A person of height 1.8m is said to be underweight if less than 60kg, normal if 60-80kg, overweight if 80-100kg, and obese if greater than 100kg. The weakness of BMI is that it does not just indicate the fat content of the body but also its protein content and so it is not a reliable indicator of obesity. The definitions of normal and obese have been redefined to make more people “obese”.

Figure 1


The forecast epidemic of obesity is not happening and the proportion of the population said to be obese has not changed during the past ten years. It is about 35 per cent at present. However the prevalence is not distributed evenly across society. 

Obesity in the UK is much more common in the poor, the socio-economically disadvantaged, than in the wealthy, and this is especially true in women. The reason is not known but it is somehow linked to other diseases. It is not clear whether it is behavioural, the result of faulty eating or lack of exercise. It could be biological, perhaps linked to the bacteria living within the intestine, which are related to and possibly causative of obesity. It could be something to do with low levels of vitamin D reflecting lower exposure to the sun.

Figure 2

We can see in this UK study from 1976 (Department of Health and the Medical Research Council) that in all groups obesity was more common in the "lower social groups", what we call today the rather cumbersome "socio-economically disadvantaged".

It is said that the obese will die from heart disease and heart failure. However this has not been the experience during the past twenty years. The survival of people with heart failure is surprisingly better in the obese than in the thin. This has been demonstrated in Sweden, in people following a heart attack. In the USA it has been shown that the long-term survival of normal-weight people with type 2 diabetes was only half of that of overweight or obese people with type 2 diabetes. 
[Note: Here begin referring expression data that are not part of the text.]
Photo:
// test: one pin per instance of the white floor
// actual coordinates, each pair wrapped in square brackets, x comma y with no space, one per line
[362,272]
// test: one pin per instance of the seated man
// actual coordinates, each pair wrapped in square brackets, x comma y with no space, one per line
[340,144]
It is the very underweight who have the worst survival but this appears only in older people. Young people have such a low death rate that differences will not be apparent. 

Figure 3  Relative death rates related to BMI


Figure 3 shows that the relationship between death rate and BMI is what is called a “U-shaped” curve. This is quite common in health-related biological measurements, for example death rates and alcohol consumption. It means that extremes are not good and it is best to be in the middle, in this case normal weight or overweight. 

Being grossly overweight is bad, but normal weight people should not strive to be thin.

There is also a difference between the “healthy obese” and the “unhealthy obese”, and judged by cardiovascular parameters such as blood pressure and insulin resistance. Strict adherence to BMI does not seem to be sensible.

See also: 
New Scientist 2014; Volume 222, Number 2967, Page 44.